‘Death tax’ to pay for increasing care costs likely to be shelved by Labour

Labour is likely to backtrack on plans to implement a so-called death tax to pay for long term care saying it will not introduce any definitive final reform in the next parliament.

The intention is to take the heat out of the issue during the election in an attempt to reconstruct a cross-party consensus afterwards .

The government is due to introduce a national care service in a white paper in the next few weeks, but appears to recognise that it is too close to the election to introduce a tax to pay for the scheme. It will set out a phased process towards a final reform allowing the electorate to look at the issue again in a further election.

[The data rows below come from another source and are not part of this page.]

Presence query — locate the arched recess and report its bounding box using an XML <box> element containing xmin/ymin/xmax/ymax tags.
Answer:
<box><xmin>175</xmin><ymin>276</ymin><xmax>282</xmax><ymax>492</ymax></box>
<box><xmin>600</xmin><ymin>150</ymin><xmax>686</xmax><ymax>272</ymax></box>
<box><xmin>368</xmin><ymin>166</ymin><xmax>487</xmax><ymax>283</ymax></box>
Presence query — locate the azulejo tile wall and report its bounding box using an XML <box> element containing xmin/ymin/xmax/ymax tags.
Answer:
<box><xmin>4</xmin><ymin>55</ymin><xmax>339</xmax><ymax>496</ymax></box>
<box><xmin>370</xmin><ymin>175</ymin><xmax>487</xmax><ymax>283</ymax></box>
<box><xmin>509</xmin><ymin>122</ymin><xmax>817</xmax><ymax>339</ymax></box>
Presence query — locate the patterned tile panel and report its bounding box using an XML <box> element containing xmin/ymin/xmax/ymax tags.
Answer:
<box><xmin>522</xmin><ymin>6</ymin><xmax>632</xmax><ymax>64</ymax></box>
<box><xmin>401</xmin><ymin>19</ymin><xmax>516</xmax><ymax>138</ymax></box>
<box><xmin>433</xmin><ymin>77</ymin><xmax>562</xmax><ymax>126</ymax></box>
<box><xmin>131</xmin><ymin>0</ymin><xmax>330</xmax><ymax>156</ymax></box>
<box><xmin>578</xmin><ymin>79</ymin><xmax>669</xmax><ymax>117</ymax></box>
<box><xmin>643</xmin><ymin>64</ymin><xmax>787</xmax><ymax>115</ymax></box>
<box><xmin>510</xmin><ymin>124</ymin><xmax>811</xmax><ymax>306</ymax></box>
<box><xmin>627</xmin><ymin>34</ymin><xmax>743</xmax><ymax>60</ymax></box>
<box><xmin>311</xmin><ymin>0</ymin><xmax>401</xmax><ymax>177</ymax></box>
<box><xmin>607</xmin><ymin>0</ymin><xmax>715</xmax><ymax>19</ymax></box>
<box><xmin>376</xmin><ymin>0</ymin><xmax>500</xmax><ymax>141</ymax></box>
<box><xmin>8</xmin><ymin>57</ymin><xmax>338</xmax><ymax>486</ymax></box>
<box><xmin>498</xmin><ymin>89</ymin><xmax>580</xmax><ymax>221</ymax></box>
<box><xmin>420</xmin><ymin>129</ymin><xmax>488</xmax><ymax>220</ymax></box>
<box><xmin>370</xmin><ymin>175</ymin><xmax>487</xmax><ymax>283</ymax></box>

The decision is likely to be seen as a defeat for those arguing the government needed to take a bold approach in the face of repeated delay and evidence of a funding shortfall.

A recent comprehensive Lords defeat over interim plans to provide free care at home for those 400,000 in need of intensive care has also complicated the issue.

But the health secretary Andy Burnham remains convinced that Britain’s ageing population will have to do more to pay for their own future care, either by having a means tested percentage of the value of a person’s estate deducted when they die, or through some form of social insurance.

There is concern in the cabinet at the prospect of the proposals being distorted as a fresh round of taxes by the rightwing media. They admit that a pre-election atmosphere is not the right environment in which to introduce major social reforms. Cabinet ministers have hit back at critics of the proposals saying that many of the elderly are suffering a dementia tax that is forcing them to sell their own homes to pay for the long term care.

A previous Guardian report highlighting government plans to introduce a levy at the time of death led to the Tories publishing adverts warning of Labour’s £20,000 death tax. A fragile cross party consensus between Labour, the Tories and the Liberal Democrats also collapsed amid recriminations over responsibility for the collapse.

The Tories have compared the idea of a compulsory levy to the voluntary insurance system they propose, which suggests an optional, one-off payment of £8,000 at 65 to cover the cost of future care. Critics say such a scheme has no prospect of raising the cash, put at around £400m a year, necessary to keep pace with the demands of an increasingly elderly population.

The white paper is likely to set out some transitional scheme including help for those in most severe need followed by a right to defer pensions to pay for care. The chief option is for the government to fund up to 50% of social care costs, with the remainder being paid for by a compulsory levy on the value of a person’s estate.

The Kings Fund has proposed the government paying £2 for every £1 paid by individuals towards their care costs.